The perch is scrapped by you using a scrapper. Your pigeons look like normal old white homers.
Your perches need to be bigger so they can fly up onto them.


----------



## Aliens down under (Jan 9, 2014)

Thanks what size should a single nest box be? Is a "normal old white homer" (pics coming) able to be let go several miles from home and get back home after it has been kept cages for 3 months?


----------



## McFarlaneKJ (Aug 18, 2014)

I'd hope that these birds would home when you take them away for a return flight but I'd say best only to do that with the young you breed off them as being rehomed birds they would more than likely fly away back to where they came from or disapper for good. Breeding box should be as big as you can make. Mine are that big each pair can copulate and I know who the parent are as they are in them till the second egg is laid. The stock they came from where expensive so no risk is taken at wrong parents. Perches should be around 30 cm X 30 cm and 14 cm deep.


----------



## Aliens down under (Jan 9, 2014)

Hi Ananth_Tvli, as you suggested they needed to settle, I was so worried set up was wrong somehow but a couple are courting and one of them is now on the nest today. (Pics still coming)

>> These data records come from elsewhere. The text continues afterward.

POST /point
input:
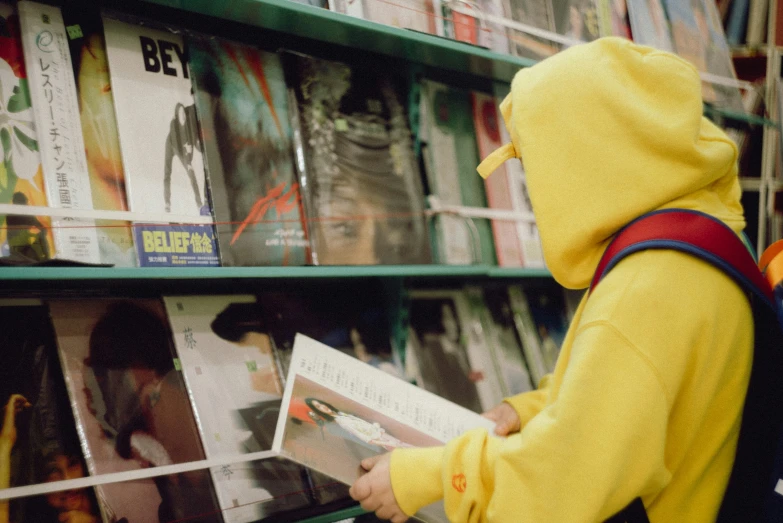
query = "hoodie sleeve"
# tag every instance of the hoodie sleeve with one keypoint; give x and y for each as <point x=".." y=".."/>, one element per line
<point x="528" y="404"/>
<point x="582" y="459"/>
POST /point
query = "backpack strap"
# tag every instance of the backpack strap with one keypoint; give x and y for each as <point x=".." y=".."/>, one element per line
<point x="691" y="232"/>
<point x="711" y="240"/>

Hi kJ Mcfarlane That would be sad if they won't home as I wanted to race them


----------



## Ananth_Tvli (Jun 26, 2014)

Good luck to you. If they are good homers then the chances that they will re-home to a new location are extremely extremely slim. Its better to use them as breeders.


----------



## Aliens down under (Jan 9, 2014)

*Homing pigeons or doves?*

Hi guys
Do you think my birds are homing pigeons or doves


----------



## loftkeeper (Sep 21, 2010)

white homers


----------



## Aliens down under (Jan 9, 2014)

*Type of bird*

Thanks, good to they are white homers loft keeper. Do the males sit on eggs too?


----------



## loftkeeper (Sep 21, 2010)

male and female sit on eggs male during the day female night both feed young have what is called pigeon milk for the first week then they start feeding little grain they reguretate feeding young baby stick its beak in parents mouth


----------



## Aliens down under (Jan 9, 2014)

Good info thanks loft keeper


----------



## pigeonman25 (Jun 7, 2015)

Hey, you can settle those birds if you have any other experienced birds. If not, just let them out after not feeding them for 2-3 days and take a risk. They shouldn't venture far on an empty stomach. The best thing to do would to breed some youngsters and get a small flock of about 10 birds so they will flock together and likely to return


----------



## Aliens down under (Jan 9, 2014)

thank you, bred from them and training them on releases up to 8 miles at this point


----------